Our findings highlight the urgent need for targeted interventions to reduce tobacco use among PLWH in Zambia. Integrating these measures within the existing healthcare framework can maximize impact. Gender-specific programs addressing unique risk factors, alongside economic empowerment initiatives for low-income females, could help curb SLT use. Additionally, reinforcing ART adherence through tobacco cessation counseling within HIV care settings may lower smoking rates. Given the strong association between alcohol consumption and tobacco use, structured behavioral interventions and support programs should also be prioritized. Strengthening collaborations between health authorities and community organizations can further enhance accessibility and outreach. By embedding these strategies within primary care and ART clinics, Zambia can effectively reduce tobacco use among PLWH, ultimately improving overall health outcomes and strengthening HIV management efforts.
与不使用烟草的人相比,感染艾滋病毒的人(PLWH)使用烟草面临重大的公共卫生风险,包括平均预期寿命损失12.3年。使用烟草会增加非传染性疾病(NCDs)的发生可能性,如心血管疾病、高血压、糖尿病和非艾滋病相关癌症。
本研究调查了赞比亚感染艾滋病毒的人吸烟和使用无烟烟草(SLT)的相关因素。
数据来自一项全国横断面调查,涉及赞比亚10个省193个诊所的5204名感染艾滋病毒的人。评估了吸烟、使用无烟烟草情况、行为模式和临床特征。采用逻辑回归确定95%置信区间(CI)下的未调整(UOR)和调整后的优势比(AOR)。

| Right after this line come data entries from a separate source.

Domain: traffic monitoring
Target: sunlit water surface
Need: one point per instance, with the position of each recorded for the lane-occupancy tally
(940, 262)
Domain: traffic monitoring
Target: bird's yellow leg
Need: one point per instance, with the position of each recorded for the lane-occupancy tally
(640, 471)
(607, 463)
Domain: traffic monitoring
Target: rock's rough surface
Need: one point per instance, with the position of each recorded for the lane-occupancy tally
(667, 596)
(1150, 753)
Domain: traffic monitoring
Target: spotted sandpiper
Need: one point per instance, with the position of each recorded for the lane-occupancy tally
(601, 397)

在接受调查的5204名感染艾滋病毒的人中,9.7%为当前吸烟者(男性为21.9%,女性为3.7%),而1.4%使用无烟烟草(男性为1.81%,女性为1.26%)。在多变量分析中,确定了几个吸烟的预测因素。男性吸烟的几率显著更高(AOR:4.81,95%CI:3.36 - 6.90)。相比之下,受教育程度较高与吸烟几率较低相关(AOR:0.29,95%CI:0.16 - 0.52)。饮酒与吸烟可能性增加相关(AOR:4.97,95%CI:2.93 - 8.44)。此外,超重或肥胖个体吸烟的可能性较小,调整后的优势比分别为0.55(95%CI:0.35 - 0.85)和0.36(95%CI:0.17 - 0.79)。不坚持抗逆转录病毒治疗(ART)也与较高的吸烟率相关(AOR:1.75,95%CI:1.14 - 2.67)。同样,确定了几个使用无烟烟草(SLT)的预测因素。年收入超过4000赞比亚克瓦查的个体使用无烟烟草的几率较低(AOR:0.31,95%CI:0.14 - 0.73)。相比之下,饮酒者使用无烟烟草的几率显著更高(AOR:14.74,95%CI:1.99 - 109.02)。此外,不坚持抗逆转录病毒治疗与使用无烟烟草的可能性增加相关(AOR:3.32,95%CI:1.54 - 7.17)。
我们的研究结果突出表明,迫切需要采取有针对性的干预措施来减少赞比亚感染艾滋病毒的人的烟草使用。将这些措施纳入现有的医疗保健框架可以最大限度地发挥影响。针对独特风险因素的针对性别方案,以及针对低收入女性的经济赋权举措,可能有助于遏制无烟烟草的使用。此外,通过在艾滋病毒护理环境中进行戒烟咨询来加强对抗逆转录病毒治疗的依从性,可能会降低吸烟率。鉴于饮酒与烟草使用之间的密切关联,还应优先考虑结构化行为干预和支持方案。加强卫生当局与社区组织之间的合作可以进一步提高可及性和覆盖面。通过将这些策略纳入初级保健和抗逆转录病毒治疗诊所,赞比亚可以有效减少感染艾滋病毒的人的烟草使用,最终改善整体健康结果并加强艾滋病毒管理工作。